I see now that your pyesbulk module doesn't need to be written as a fluentd plugin; the module should be placed between the queue and ES - so fluentd pushes to the HA queue, and pyesbulk pulls from queue and pushes to ES without overloading it. That definitely seems like a useful application that would have a lot of uptake.
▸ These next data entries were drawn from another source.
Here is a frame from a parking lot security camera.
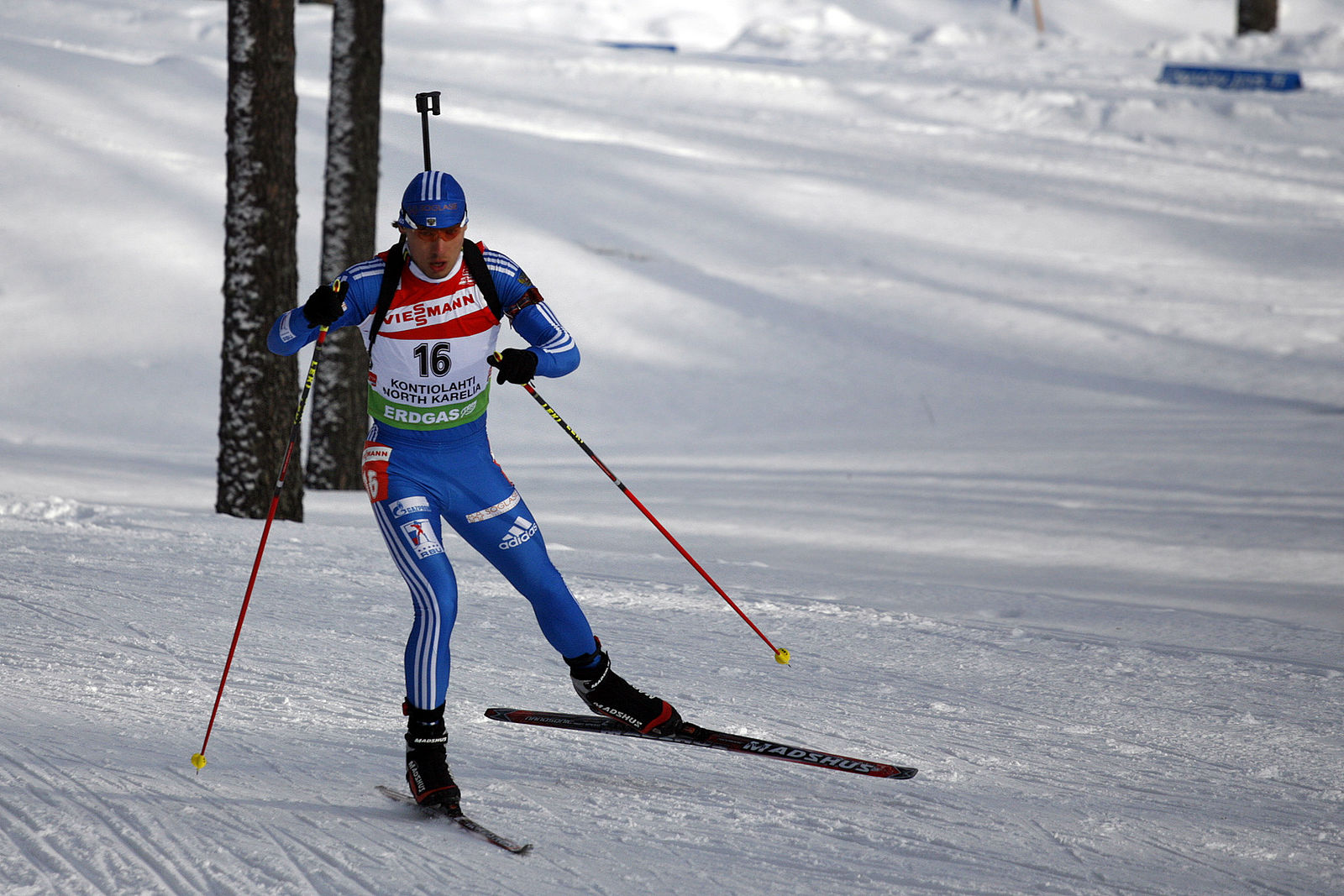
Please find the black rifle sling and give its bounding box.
[462,239,504,321]
[368,237,406,354]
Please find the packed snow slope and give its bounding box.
[0,0,1344,896]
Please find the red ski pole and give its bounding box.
[495,352,789,665]
[191,327,327,775]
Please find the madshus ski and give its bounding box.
[376,784,533,856]
[486,706,919,779]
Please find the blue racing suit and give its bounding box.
[267,246,596,710]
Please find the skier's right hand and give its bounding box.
[304,280,349,327]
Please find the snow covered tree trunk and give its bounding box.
[215,0,304,520]
[1236,0,1278,34]
[307,0,383,489]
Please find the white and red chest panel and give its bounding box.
[360,260,500,430]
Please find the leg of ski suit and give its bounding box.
[365,427,594,710]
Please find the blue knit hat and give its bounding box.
[392,170,466,230]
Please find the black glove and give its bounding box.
[489,348,539,385]
[304,280,349,327]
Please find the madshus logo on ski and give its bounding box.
[742,740,879,775]
[500,516,536,551]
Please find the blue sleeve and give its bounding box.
[484,249,580,376]
[266,258,385,354]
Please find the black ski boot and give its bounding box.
[564,641,681,735]
[402,700,462,813]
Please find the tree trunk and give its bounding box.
[215,0,304,521]
[1236,0,1278,35]
[307,0,383,489]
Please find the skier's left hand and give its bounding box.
[489,348,539,385]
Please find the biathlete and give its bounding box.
[269,170,681,806]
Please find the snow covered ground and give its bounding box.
[0,0,1344,896]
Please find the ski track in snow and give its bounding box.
[0,495,1344,894]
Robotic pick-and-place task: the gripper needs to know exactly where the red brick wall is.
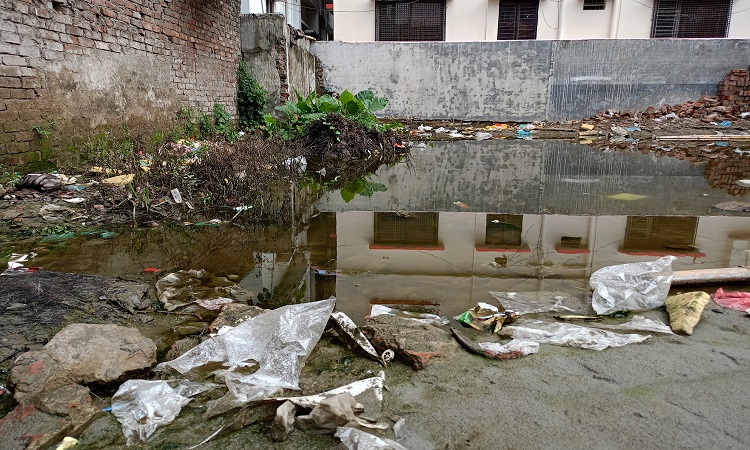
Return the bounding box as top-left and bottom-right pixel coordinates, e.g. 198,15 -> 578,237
0,0 -> 240,165
719,69 -> 750,111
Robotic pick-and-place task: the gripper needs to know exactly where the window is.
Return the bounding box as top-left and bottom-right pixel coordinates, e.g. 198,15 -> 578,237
497,0 -> 539,41
651,0 -> 732,38
583,0 -> 607,11
375,0 -> 445,41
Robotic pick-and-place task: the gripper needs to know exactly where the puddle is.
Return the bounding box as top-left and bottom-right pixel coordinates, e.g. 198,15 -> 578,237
3,141 -> 750,321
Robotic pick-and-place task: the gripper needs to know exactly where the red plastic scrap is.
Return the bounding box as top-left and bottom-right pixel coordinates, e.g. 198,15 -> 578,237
713,288 -> 750,311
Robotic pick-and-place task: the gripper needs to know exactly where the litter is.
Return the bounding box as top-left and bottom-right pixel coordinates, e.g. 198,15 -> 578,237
454,302 -> 518,333
370,305 -> 450,327
589,256 -> 677,315
156,298 -> 336,416
112,380 -> 215,445
334,427 -> 408,450
596,315 -> 674,334
331,311 -> 386,366
490,291 -> 588,315
169,188 -> 182,203
712,288 -> 750,311
664,291 -> 711,335
507,321 -> 651,350
478,339 -> 539,356
281,156 -> 307,173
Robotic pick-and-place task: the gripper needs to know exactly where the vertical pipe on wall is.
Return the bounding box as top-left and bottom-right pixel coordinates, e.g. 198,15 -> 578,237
609,0 -> 622,39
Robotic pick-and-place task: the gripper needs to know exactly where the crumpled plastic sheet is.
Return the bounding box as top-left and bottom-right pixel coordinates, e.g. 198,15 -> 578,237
596,315 -> 674,334
334,427 -> 408,450
156,297 -> 336,416
506,322 -> 651,350
589,256 -> 677,315
478,339 -> 539,356
711,288 -> 750,311
112,380 -> 216,445
490,291 -> 588,314
370,305 -> 451,327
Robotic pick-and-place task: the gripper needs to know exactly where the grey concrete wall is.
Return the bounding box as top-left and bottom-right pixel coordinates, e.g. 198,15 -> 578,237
240,14 -> 317,113
312,39 -> 750,122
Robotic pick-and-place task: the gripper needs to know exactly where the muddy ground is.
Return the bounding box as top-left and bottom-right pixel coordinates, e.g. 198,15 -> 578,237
0,111 -> 750,449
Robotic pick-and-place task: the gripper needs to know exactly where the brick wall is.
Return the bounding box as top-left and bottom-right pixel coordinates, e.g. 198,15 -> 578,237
0,0 -> 240,165
719,69 -> 750,111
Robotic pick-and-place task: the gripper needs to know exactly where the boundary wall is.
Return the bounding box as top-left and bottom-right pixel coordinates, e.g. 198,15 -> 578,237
312,39 -> 750,122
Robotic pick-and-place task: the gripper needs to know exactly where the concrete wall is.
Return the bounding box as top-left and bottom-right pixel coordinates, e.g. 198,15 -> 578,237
0,0 -> 239,165
240,14 -> 318,112
334,0 -> 750,42
312,39 -> 750,121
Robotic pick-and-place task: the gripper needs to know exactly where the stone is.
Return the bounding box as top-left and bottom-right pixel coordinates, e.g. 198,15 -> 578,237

Just needs some mechanism to be bolted onto and fed by another module which can pull from redis, kafka, etc.... but I guess you have that already.

Comment 23 Peter Portante 2020-10-02 11:49:19 UTC

(In reply to Willem Veerman from comment #22)
> I see now that your pyesbulk module doesn't need to be written as a fluentd
> plugin; the module should be placed between the queue and ES - so fluentd
> pushes to the HA queue, and pyesbulk pulls from queue and pushes to ES
> without overloading it.

Exactly.

> That definitely seems like a useful application that would have a lot of uptake.

Hopefully!

> Just needs some mechanism to be bolted onto and fed by another module which can
> pull from redis, kafka, etc.... but I guess you have that already.

We don't have a generic mechanism.  The interface is a simple generator pattern
which lends itself many uses.

Comment 24 Willem Veerman 2020-11-12 10:03:56 UTC

Thought you might be interested in this

I raised an issue with the fluentd ES plugin maintainer and he confirmed that the buffer retry parameters can over-ride the plugin's request_timeout parameter

https://github.com/uken/fluent-plugin-elasticsearch/issues/829

I _think_ that the buffer retries can be triggered by absence of HTTP response *and* by a failed TCP connection, i.e. target port closed.

I'm pretty sure that when ES gets severely strained it fails to respond on its port which, if my presumption is correct, would cause the buffer to immediately retry, making the problem much worse.